NEW YORK -- When Susan Macon buys her toys and other holiday gifts this year, she will do it in the crowded aisles of actual stores -- and not at anybody's Web site.
"I had a friend who had such a bad experience with one of the toy sites last year that I am nervous about trying it out," said Macon, 38, of Jacksonville, Fla.
"Anyway, I get more pleasure out of shopping in toy stores," she said outside FAO Schwartz's main New York store, where she had just bought some sketch pads for a friend's daughter.
The big challenge for online toy companies this new shopping season is not just attracting new customers but also luring back those who got burned last year by late deliveries and Web site crashes.
Online toy and video sales are expected to reach $790 million this year, according to Shop.org and the Boston Consulting Group. While that is only 2.4 percent of all toy and video sales, it will be twice last year's sales.
Last year, many companies' sites were overwhelmed by heavy traffic and their delivery systems were clogged. Toysrus.com couldn't take orders after Dec. 10, costing them millions in sales.
Many sites didn't last for a new season. But the survivors, including Toysrus.com and eToys Inc., and new challengers are taking steps to prevent another disaster.

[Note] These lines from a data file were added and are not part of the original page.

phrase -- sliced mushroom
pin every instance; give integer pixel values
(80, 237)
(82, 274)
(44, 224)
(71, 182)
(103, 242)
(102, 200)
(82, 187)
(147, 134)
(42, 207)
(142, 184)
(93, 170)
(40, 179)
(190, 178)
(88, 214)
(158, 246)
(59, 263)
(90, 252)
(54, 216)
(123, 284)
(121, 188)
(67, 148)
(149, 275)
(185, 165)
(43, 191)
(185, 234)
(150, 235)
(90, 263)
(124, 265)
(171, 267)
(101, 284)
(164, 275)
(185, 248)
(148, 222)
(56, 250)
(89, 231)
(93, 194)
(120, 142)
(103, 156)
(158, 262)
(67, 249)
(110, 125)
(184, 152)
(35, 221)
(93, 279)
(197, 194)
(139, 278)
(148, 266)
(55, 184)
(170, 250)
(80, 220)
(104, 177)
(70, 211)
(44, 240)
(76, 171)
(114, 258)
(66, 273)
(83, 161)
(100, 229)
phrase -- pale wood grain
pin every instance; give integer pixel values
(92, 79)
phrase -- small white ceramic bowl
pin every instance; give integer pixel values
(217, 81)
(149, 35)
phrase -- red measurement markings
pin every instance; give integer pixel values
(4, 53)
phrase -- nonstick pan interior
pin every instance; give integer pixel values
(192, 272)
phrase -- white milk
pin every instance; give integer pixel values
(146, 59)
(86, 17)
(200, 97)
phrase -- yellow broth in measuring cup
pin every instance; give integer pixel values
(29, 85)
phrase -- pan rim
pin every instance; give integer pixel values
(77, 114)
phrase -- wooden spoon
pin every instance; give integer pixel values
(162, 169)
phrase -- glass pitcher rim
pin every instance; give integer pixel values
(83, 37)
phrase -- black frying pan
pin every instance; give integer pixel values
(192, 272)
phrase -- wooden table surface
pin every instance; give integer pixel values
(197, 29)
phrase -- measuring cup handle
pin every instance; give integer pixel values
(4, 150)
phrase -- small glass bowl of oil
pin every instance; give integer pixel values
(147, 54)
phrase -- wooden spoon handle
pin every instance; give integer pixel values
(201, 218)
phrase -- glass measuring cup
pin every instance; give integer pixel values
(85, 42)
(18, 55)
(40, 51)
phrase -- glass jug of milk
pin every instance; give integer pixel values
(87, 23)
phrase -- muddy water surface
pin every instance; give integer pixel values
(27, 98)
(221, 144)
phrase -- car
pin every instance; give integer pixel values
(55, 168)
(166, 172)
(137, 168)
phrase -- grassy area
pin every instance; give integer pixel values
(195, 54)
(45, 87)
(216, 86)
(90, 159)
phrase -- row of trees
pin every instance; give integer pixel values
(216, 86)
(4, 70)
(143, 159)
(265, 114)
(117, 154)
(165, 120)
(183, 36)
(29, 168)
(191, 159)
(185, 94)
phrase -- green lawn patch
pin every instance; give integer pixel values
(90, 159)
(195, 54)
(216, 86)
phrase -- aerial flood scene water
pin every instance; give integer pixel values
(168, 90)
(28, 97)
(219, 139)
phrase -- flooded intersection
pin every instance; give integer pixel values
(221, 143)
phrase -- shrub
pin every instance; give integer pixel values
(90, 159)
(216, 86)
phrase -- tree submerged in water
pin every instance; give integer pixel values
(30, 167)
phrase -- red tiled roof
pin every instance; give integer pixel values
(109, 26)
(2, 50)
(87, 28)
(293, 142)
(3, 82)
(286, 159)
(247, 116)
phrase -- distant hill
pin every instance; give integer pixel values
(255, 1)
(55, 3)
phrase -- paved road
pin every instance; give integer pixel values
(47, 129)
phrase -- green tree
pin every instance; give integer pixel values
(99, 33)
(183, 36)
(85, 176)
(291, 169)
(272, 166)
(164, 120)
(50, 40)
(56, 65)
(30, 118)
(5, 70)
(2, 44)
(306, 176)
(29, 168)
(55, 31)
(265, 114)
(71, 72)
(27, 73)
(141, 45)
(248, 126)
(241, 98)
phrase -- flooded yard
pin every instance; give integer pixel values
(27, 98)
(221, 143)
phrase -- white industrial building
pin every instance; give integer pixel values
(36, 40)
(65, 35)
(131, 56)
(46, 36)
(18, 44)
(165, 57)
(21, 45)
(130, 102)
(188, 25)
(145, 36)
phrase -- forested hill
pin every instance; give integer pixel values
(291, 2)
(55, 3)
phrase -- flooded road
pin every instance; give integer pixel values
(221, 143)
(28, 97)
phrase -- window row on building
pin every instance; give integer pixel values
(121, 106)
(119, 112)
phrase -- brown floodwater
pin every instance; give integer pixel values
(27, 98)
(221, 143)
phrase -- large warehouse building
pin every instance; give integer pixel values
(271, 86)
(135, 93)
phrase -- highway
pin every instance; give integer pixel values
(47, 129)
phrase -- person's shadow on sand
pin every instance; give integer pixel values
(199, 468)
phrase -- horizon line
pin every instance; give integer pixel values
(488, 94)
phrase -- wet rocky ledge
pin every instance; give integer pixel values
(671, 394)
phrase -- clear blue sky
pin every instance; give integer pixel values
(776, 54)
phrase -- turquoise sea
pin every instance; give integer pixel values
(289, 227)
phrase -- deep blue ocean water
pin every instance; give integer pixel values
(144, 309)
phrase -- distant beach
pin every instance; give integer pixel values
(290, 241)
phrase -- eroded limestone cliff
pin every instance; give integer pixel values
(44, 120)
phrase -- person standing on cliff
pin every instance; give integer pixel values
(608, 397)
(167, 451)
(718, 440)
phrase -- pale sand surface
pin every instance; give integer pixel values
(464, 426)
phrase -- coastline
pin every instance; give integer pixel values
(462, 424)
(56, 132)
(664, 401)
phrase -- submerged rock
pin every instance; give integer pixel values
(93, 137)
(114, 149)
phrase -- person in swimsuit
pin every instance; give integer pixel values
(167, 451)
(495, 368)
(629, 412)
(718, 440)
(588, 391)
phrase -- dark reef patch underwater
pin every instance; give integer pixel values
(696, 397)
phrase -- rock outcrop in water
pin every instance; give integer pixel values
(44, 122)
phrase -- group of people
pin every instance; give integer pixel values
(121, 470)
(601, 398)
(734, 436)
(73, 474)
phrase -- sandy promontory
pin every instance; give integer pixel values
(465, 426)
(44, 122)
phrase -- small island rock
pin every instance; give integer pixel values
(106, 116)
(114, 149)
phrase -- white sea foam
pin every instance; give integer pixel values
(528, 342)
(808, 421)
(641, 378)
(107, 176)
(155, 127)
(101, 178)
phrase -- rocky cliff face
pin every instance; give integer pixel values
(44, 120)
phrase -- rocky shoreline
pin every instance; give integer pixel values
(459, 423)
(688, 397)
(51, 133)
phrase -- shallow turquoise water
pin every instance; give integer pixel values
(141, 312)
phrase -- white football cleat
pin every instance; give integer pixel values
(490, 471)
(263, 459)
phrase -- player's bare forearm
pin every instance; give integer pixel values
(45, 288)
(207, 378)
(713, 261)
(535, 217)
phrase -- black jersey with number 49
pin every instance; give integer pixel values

EToys, for example, scrapped its arrangement to have an outside company handle shipment and instead built two distribution centers totaling 2 million square feet. It conducted "stress tests" -- jamming packages through the system to simulate the holiday rush.
In August, Toysrus.com merged its toy unit with Amazon.com, which shipped virtually all of its packages on time last holiday.
The biggest cyber-toy battle is expected between Toysrus.com and eToys, both of which are touting exclusive products, huge selections and competitive prices.